Het is aan ARAG om te stellen en te bewijzen dat sprake is van een annulering in de zin van de Verordening. De overgelegde mededeling van D-Reizen is daartoe onvoldoende. Het had op de weg van ARAG gelegen om, bijvoorbeeld, een annuleringsbericht, over te leggen. ARAG heeft geen enkele concrete toelichting gegeven omtrent de gang van zaken omtrent de annulering van de heenvluchten. Gelet hierop heeft ARAG, tegenover de gemotiveerde betwisting van de vervoerder, onvoldoende onderbouwd dat aan de vereisten voor toepasselijkheid van de Verordening is voldaan. De vordering strandt hierop.
Ontbinding op grond van artikel 6:265 BW
4.7.
ARAG voert subsidiair nog aan dat de vervoerder is tekortgeschoten in de nakoming van zijn verbintenis uit hoofde van een vervoersovereenkomst tussen de passagiers en de vervoerder, hetgeen de ontbinding van die overeenkomst rechtvaardigt. Ook deze grondslag kan niet slagen omdat, zoals hierboven is overwogen, de annulering door de vervoerder niet is komen vast te staan.
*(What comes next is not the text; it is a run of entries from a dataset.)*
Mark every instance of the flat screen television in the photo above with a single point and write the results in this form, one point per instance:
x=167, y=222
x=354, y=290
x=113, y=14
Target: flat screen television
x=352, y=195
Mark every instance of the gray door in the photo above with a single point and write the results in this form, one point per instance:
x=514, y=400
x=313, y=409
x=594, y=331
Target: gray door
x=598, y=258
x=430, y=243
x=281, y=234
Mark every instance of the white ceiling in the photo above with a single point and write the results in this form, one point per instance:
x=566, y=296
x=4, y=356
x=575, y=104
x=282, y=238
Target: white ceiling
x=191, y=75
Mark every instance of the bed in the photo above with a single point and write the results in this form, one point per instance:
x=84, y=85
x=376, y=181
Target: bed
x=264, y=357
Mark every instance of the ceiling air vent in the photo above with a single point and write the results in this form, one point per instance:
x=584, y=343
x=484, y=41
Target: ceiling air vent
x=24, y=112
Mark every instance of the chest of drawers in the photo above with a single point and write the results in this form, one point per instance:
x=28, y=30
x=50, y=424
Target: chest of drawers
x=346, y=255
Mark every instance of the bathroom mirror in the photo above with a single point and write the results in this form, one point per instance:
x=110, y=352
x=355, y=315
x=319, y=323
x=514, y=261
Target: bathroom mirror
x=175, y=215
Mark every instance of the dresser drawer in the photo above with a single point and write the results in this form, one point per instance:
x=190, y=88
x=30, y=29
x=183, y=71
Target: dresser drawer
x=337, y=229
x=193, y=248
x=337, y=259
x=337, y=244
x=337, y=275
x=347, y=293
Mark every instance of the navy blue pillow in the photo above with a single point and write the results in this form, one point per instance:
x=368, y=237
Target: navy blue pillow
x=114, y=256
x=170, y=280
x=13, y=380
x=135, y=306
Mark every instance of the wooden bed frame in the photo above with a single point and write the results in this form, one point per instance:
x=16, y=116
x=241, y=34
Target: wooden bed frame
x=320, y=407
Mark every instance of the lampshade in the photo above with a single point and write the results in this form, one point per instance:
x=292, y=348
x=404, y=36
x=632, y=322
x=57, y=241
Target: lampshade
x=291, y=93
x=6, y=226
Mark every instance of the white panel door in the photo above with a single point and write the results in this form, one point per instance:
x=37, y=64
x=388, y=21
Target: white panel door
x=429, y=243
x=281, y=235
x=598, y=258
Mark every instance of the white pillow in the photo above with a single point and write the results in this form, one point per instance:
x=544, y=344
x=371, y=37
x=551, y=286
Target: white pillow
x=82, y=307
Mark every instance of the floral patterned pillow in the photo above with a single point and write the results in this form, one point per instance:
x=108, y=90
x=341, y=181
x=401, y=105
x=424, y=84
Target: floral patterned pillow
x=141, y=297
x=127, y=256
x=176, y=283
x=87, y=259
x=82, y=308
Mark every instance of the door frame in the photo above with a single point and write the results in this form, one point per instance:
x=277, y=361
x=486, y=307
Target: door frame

Daarmee is de gestelde tekortkoming evenmin komen vast te staan.
4.8.
De proceskosten komen voor rekening van ARAG, omdat deze in het ongelijk wordt gesteld. Ook de nakosten kunnen worden toegewezen, voor zover deze kosten daadwerkelijk door de vervoerder worden gemaakt, te vermeerderen, indien betekening van het vonnis heeft plaatsgevonden, met de explootkosten van betekening van het vonnis.

5.De beslissing

De kantonrechter:
5.1.
wijst de vordering af;
5.2.
veroordeelt ARAG tot betaling van de proceskosten, die tot en met vandaag voor de vervoerder worden vastgesteld op een bedrag van € 408,00 aan salaris van de gemachtigde van de vervoerder
en veroordeelt ARAG tot betaling van € 102,00 aan nakosten voor zover deze kosten daadwerkelijk door de vervoerder worden gemaakt
,te vermeerderen, indien betekening van het vonnis heeft plaatsgevonden, met de explootkosten van betekening van het vonnis;
5.3.
verklaart dit vonnis – voor wat betreft de proceskostenveroordeling – uitvoerbaar bij voorraad.
Dit vonnis is gewezen door mr. J.J. Dijk, kantonrechter, en is uitgesproken op de openbare terechtzitting van bovengenoemde datum in aanwezigheid van de griffier.